SyncSpeech: Efficient and Low-Latency Text-to-Speech based on Temporal Masked Transformer

Imagine you are trying to translate a book into a spoken audiobook. For a long time, computers had two main ways to do this, and both had a major flaw:

The "One-Word-at-a-Time" Robot (Autoregressive): This robot reads a word, thinks hard, says it, then reads the next word, thinks, and says it. It sounds very natural and human, but it's slow. It's like a snail that refuses to move until it has finished its current step. If you want the audiobook to start now, you have to wait for the snail to finish the first sentence before it even starts the second.
The "Whole-Page" Robot (Non-Autoregressive): This robot looks at the whole page, guesses what the whole sentence sounds like, and spits it out all at once. It's fast, but it's clumsy. It can't start speaking until it has the entire page in front of it. If you are reading a live news feed and the text is streaming in, this robot just sits there waiting, creating a long, awkward silence before it finally speaks.

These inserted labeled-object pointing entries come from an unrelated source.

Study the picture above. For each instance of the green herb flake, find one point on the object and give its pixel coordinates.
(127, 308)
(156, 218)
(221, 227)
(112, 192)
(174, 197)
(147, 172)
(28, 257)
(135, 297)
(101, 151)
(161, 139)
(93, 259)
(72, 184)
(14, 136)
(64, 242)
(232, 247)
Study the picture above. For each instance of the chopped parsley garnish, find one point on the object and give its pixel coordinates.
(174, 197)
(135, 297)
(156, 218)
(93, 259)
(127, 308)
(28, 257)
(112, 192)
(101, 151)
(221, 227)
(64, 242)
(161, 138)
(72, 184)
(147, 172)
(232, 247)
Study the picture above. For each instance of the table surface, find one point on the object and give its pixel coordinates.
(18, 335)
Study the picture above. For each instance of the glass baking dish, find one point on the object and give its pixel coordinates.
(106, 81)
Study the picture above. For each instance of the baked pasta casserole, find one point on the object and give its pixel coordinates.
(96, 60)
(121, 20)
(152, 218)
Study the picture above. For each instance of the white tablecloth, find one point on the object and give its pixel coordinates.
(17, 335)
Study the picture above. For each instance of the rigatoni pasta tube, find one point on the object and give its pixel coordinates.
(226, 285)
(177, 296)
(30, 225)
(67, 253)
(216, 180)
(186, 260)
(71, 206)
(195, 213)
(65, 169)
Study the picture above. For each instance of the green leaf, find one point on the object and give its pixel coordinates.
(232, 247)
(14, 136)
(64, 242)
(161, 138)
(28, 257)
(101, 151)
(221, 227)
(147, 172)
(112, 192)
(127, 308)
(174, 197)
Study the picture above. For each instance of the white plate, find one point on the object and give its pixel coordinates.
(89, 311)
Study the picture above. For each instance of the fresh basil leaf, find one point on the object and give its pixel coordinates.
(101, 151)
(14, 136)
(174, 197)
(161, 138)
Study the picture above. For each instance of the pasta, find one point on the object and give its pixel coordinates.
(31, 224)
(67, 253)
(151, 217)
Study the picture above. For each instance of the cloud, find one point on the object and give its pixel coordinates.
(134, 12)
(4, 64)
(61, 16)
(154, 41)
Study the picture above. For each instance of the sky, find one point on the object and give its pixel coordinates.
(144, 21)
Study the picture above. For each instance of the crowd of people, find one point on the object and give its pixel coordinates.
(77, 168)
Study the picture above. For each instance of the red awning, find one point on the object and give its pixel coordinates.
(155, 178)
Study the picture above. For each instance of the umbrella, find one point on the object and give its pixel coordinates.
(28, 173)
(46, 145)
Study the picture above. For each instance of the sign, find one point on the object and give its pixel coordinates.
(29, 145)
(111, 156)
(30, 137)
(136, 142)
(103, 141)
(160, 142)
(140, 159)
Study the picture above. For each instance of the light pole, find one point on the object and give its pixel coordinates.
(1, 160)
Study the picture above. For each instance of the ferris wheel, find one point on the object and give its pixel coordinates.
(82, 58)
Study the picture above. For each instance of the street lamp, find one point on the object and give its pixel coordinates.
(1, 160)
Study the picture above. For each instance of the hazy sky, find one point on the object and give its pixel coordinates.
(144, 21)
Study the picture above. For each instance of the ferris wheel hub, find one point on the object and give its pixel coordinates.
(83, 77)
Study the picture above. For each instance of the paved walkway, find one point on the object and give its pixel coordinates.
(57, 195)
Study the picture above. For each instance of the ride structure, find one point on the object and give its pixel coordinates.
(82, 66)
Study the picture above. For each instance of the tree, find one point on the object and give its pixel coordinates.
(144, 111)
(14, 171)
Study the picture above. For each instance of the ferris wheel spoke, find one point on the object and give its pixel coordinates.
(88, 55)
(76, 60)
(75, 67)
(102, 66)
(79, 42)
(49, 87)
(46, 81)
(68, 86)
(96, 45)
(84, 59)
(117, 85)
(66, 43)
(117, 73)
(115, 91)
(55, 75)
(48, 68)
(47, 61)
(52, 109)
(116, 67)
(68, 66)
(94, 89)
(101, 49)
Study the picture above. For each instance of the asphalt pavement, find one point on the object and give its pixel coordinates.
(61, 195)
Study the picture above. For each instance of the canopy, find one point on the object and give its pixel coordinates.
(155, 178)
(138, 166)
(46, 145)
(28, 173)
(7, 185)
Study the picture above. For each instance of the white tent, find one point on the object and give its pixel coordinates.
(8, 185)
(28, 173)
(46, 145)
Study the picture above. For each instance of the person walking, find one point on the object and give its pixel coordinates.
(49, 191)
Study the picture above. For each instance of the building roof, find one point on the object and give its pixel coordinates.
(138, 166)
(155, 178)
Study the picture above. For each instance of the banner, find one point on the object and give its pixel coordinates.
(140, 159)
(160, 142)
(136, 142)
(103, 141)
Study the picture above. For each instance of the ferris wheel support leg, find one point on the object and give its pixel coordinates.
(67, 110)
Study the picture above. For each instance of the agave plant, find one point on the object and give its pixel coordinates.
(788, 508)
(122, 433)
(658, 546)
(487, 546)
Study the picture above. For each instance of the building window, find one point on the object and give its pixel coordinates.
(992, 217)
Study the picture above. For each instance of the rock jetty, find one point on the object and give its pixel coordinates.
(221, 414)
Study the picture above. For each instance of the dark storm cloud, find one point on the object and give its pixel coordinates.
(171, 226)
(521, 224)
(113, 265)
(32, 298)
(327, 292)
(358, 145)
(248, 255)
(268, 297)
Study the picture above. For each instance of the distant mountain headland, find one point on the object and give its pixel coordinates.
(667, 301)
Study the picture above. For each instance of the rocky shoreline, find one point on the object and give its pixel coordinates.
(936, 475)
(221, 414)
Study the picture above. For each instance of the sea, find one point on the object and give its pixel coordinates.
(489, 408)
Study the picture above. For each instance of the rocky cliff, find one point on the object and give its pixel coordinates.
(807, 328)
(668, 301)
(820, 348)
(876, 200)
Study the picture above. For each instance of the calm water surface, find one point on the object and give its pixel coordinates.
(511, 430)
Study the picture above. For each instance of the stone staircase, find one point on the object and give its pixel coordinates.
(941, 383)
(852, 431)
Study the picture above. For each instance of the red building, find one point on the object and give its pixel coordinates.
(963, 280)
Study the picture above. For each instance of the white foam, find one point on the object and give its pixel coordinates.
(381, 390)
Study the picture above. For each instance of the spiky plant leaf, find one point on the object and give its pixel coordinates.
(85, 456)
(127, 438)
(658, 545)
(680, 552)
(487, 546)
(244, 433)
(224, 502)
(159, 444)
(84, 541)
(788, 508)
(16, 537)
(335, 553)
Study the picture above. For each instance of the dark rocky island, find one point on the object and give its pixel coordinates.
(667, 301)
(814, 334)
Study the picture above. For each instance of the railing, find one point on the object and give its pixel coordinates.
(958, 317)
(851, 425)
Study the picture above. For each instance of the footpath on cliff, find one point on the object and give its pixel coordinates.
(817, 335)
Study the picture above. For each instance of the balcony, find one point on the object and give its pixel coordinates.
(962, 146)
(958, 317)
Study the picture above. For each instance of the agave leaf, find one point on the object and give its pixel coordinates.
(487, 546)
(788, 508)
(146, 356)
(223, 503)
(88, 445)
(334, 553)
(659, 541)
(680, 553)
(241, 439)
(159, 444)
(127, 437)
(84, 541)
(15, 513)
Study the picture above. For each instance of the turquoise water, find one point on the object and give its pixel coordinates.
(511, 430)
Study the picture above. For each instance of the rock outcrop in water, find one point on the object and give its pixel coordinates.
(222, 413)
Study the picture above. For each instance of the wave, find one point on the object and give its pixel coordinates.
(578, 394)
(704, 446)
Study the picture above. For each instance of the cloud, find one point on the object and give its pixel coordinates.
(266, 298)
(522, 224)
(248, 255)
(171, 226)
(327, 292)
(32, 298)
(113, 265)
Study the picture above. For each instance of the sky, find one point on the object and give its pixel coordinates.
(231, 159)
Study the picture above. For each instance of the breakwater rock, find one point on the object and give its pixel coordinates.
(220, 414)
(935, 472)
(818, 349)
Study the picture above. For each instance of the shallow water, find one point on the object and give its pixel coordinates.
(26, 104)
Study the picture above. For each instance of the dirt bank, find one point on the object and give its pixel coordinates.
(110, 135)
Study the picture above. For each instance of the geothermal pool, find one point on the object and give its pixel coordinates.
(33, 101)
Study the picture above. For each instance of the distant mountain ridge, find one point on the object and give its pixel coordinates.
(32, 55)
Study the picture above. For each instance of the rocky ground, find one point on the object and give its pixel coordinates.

Enter SyncSpeech: The "Conductor" Robot.

The paper introduces a new model called SyncSpeech. Think of it as a brilliant orchestra conductor who has learned to do the best of both worlds.

The Big Idea: The "Temporal Mask"

The secret sauce of SyncSpeech is something they call the Temporal Mask Transformer (TMT).

Imagine you are reading a script to a group of actors.

Old Way: You read one line, wait for the actor to say it, then read the next.
SyncSpeech Way: You read a line, and immediately you tell the actors, "Okay, for this line, you need to speak for exactly 3 seconds, and here are the 5 notes you need to hit." You don't wait for them to finish the line before you start planning the next one.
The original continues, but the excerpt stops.